En saison régulière, Victor Wembanyama ne jouait que 29 minutes de moyenne. Une gestion prudente, logique pour un phénomène encore en construction, et surtout pour un corps unique que les Spurs accompagnent avec précaution. Mais les Finals ne laissent plus vraiment le choix. Lors du Game 4 face aux Knicks, le Français est resté 44 minutes sur le parquet. Et c’est précisément dans cette zone-là que New York semble vouloir l’emmener…
Comme l’ont expliqué Jeremy Sochan et Mohamed Diawara, la stratégie des Knicks est claire : le faire courir, le déplacer, lui rentrer dedans, l’obliger à défendre loin du cercle, à enchaîner les aides, les courses et les possessions longues. Bref, transformer chaque minute de Wemby en véritable dépense énergétique.

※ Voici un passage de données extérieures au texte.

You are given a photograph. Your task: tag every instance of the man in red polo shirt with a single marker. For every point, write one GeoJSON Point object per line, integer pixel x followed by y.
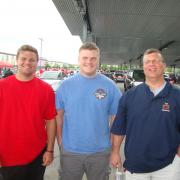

Les chiffres donnent du poids à cette impression. Sur ses dix derniers matchs, le pivot des Spurs reste très efficace pendant ses 30 premières minutes cumulées : 213 points à 61.4% de TS% (qui prend en compte l’efficacité du 3-points et les lancers). Mais une fois cette barre franchie, le rendement chute : 48 points à 14/41 au tir, 2/10 à 3-points, et seulement 46.9% de TS%. Le décrochage le plus net intervient entre sa 30e et sa 35e minute sur le terrain.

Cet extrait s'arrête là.